Introduction to AI in Healthcare
Artificial Intelligence (AI) in healthcare has been gaining a lot of attention lately, but with it comes a lot of concern about its potential risks and pitfalls. Etay Maor, chief security strategist at Cato Networks, spoke at HIMSS25 in Las Vegas about the potential dangers of AI, particularly when it comes to hacking and fraud.
The Risks of AI
Maor believes that AI is not yet advanced enough to replace humans completely, but those who know how to use AI will have an advantage over those who don’t. One of the main problems with AI is that it has lowered the bar for potential threat actors. In the past, hackers needed to have deep knowledge of coding and hacking to attack computer systems. Now, malicious actors can use AI to do their dirty work for them.
How Hackers Use AI
Hackers look for vulnerabilities to attack, and one common method they use is called feedback poisoning. This is when they purposefully misdirect generative AI models like ChatGPT by telling them they’re wrong or making suggestions that "confuse" the AI. This can be done through text or images. For example, Maor shared a story about uploading a picture of London to ChatGPT and asking it to describe the image. The AI gave a nonsensical response because of extremely small text embedded in the image that was readable by the AI.
Benefits and Risks of AI in Healthcare
Many healthcare leaders have been keen to adopt AI because of its perceived benefits, including improved diagnostic speed and accuracy. AI can be used to analyze medical images, such as X-rays and MRI scans, to identify patterns and anomalies that a human might miss. However, there are also potential risks, particularly when it comes to security and privacy. One of the biggest risks is the potential for data breaches, since large quantities of patient data are often targets for cybercriminals.
Unique AI Attacks
Other types of unique AI attacks include model extraction, in which an adversary might extract enough information about the algorithm to create a substitute model. Feedback poisoning is another type of attack, where an adversary can mistrain a model by providing it with false information.

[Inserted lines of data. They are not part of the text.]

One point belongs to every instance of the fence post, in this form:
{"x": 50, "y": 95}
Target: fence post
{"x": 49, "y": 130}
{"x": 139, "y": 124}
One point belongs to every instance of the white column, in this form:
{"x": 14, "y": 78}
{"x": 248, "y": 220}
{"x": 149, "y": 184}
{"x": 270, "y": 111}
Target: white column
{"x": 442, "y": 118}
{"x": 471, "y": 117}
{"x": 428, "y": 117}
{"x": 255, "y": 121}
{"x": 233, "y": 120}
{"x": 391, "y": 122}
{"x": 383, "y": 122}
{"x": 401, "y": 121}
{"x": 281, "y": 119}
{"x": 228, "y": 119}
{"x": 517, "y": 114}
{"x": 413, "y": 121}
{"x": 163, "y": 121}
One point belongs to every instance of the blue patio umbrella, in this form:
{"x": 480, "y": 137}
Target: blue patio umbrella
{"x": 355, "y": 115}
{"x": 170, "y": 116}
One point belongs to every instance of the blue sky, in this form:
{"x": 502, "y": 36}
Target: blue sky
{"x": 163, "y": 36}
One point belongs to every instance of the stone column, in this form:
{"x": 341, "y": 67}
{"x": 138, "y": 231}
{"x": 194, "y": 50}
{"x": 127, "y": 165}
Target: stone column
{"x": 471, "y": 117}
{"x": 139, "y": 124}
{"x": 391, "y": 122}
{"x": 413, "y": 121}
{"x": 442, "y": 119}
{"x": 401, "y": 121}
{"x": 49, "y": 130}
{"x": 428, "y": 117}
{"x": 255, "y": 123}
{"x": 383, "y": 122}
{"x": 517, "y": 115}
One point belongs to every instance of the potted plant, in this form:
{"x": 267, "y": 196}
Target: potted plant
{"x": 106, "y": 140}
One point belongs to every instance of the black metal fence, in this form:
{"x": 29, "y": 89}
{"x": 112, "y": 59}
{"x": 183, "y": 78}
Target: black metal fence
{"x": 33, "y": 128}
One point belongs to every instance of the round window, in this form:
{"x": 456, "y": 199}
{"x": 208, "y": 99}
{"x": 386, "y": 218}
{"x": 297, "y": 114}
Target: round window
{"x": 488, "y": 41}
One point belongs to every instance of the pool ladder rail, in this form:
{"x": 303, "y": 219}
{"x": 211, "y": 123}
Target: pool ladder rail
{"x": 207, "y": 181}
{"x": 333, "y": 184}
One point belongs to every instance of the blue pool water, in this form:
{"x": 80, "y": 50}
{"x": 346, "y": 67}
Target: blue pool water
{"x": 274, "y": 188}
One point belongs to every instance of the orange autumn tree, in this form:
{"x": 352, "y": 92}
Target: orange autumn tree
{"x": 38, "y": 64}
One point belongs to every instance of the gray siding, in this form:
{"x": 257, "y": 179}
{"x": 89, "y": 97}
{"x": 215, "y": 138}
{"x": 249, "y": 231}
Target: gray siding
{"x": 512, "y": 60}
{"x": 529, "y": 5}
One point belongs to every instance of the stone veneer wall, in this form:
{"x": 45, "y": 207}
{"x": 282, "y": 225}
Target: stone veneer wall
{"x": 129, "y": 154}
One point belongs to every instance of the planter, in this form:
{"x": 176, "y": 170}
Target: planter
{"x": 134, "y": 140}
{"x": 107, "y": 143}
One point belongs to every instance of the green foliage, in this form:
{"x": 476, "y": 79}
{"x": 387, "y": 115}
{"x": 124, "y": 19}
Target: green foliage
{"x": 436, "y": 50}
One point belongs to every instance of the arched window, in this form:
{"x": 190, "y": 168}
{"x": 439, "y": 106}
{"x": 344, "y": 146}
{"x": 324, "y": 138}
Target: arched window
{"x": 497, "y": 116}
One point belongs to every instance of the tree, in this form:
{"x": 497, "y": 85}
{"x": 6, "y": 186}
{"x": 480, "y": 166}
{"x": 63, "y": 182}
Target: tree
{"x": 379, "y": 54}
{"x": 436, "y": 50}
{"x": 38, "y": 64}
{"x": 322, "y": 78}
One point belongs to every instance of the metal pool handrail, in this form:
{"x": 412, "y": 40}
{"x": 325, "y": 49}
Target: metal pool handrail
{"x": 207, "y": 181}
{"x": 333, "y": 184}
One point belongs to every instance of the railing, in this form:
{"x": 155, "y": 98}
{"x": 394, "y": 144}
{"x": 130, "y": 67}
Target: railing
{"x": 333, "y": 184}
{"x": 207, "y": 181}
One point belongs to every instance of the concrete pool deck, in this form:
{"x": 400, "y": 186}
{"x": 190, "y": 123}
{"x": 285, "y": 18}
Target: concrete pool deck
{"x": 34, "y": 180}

Staying Ahead of the Technology
Maor advised hospital leaders and AI teams to be vigilant and stay one step ahead of the technology. "If you don’t know how to use AI, the ones who do are going to take advantage," he said. It’s essential for healthcare leaders to employ personnel with a deep knowledge of how current AI models can be manipulated.
Conclusion
In conclusion, while AI has the potential to revolutionize healthcare, it also comes with significant risks and pitfalls. Healthcare leaders must be aware of these risks and take steps to mitigate them. By staying ahead of the technology and employing personnel with a deep knowledge of AI, healthcare leaders can ensure that AI is used to improve patient care, rather than compromise it.
FAQs
- Q: What is feedback poisoning?
A: Feedback poisoning is a type of attack where an adversary purposefully misdirects generative AI models by telling them they’re wrong or making suggestions that "confuse" the AI. - Q: What are the benefits of AI in healthcare?
A: The benefits of AI in healthcare include improved diagnostic speed and accuracy, as well as the ability to analyze medical images to identify patterns and anomalies that a human might miss. - Q: What are the risks of AI in healthcare?
A: The risks of AI in healthcare include the potential for data breaches, model extraction, and feedback poisoning. - Q: How can healthcare leaders stay ahead of the technology?
A: Healthcare leaders can stay ahead of the technology by employing personnel with a deep knowledge of how current AI models can be manipulated and by being vigilant and aware of the potential risks and pitfalls of AI.